CS 369 Introduction to probability

30 March 2017

Basics of probability

Some definitions

An event is a set of outcomes of a random process

A probability is a number between 0 and 1 assigned to an event.

We interpret a probability as

the chance of the event occurring
the degree of plausibility we place on the event occurring or having occurred.

Formally, let $\Omega$ the set of all possible outcomes. $\Omega$ is called the state space.

An event is $A \subseteq \Omega$

Let $\mathcal A$ is the power set (set of all subsets) of $\Omega$

If $\Omega$ is countable, probability can be viewed as a function $P:\mathcal A \rightarrow [0,1]$

Interpretation doesn't work if $\Omega$ is uncountable but still helps our intuition.

Example: tossing a coin twice

State space: $\Omega = \{HH, HT, TH,TT\}$.

An example of an event: we throw a tails first so $A = \{TH, TT\}$.

There are $2^4 = 16$ possible events: \[\mathcal A = \{ \emptyset, \{ HH\}, \{HT \}, \{ HT\}, \{ TT \}, \{ HH, HT \}, \ldots \] \[ \ldots \{ HH, TH\}, \{ HH, TT\}, \{ HT,TH\}, \{ HT,TT\}, \{ TH,TT\}, \dots \] \[ \dots \{HH, HT, TH \}, \{HH, HT,TT \}, \{HH, TH,TT \}, \{HT, TH,TT \}, \Omega \}\]

Operations on events

Let $A$ and $B$ be events.

The event $C$ that $A$ and $B$ occur is given by $C = A \cap B$.
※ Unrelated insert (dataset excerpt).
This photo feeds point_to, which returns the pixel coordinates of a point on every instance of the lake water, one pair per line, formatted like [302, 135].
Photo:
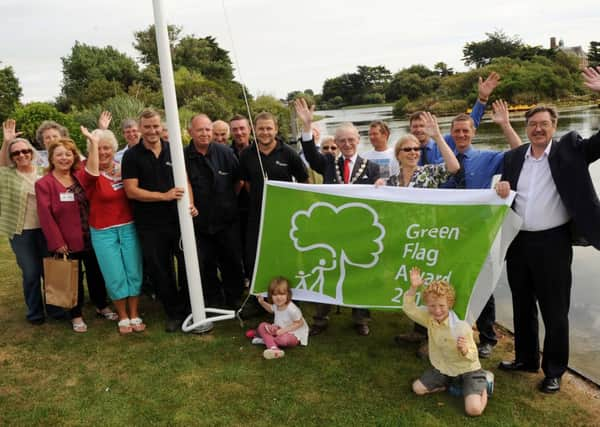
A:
[584, 315]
The event $D$ that $A$ or $B$ occurs is given by $D = A \cup B$.

The event $A$ does not occur is given by $A^c = \bar A = \Omega - A = \Omega \backslash A = \{ \omega \in \Omega : \omega \notin A \}$.

Usually write $P(A, B)$ for $P(A \cap B)$.

Example: Rolling a die

$\Omega = \{1,2,3,4,5,6\}$

Let $A$ be the event that the roll is even: $A = \{2,4,6 \}$

Let $B$ be the event that we roll a 3 or a 6: $B = \{ 3, 6 \}$.

The event that $A$ and $B$ occur is $A \cap B = \{ 6 \}$

The event that $A$ or $B$ happens is $A \cup B = \{ 2,3,4,6 \}$.

The event that $A$ does not occur is $A^c = \{ 1,3,5 \}$

Axioms of probability

Any probability function satisfies:

$P(\Omega) = 1$. That is, the total probability is 1.
$0 \leq P(A) \leq 1$ for any $A \subseteq \Omega$. The probability of any event is non-negative and less than or equal to 1.
If $A_1, A_2, \ldots$ are mutually disjoint events (i.e., $A_i \cap A_j = \emptyset$ if $i \neq j$) then \[ P\left( \bigcup_i A_i \right) = \sum_i P(A_i). \]

Conditional probability

If $A$ and $B$ are events and we know $B$ occurred, what can we say about the probability of $A$?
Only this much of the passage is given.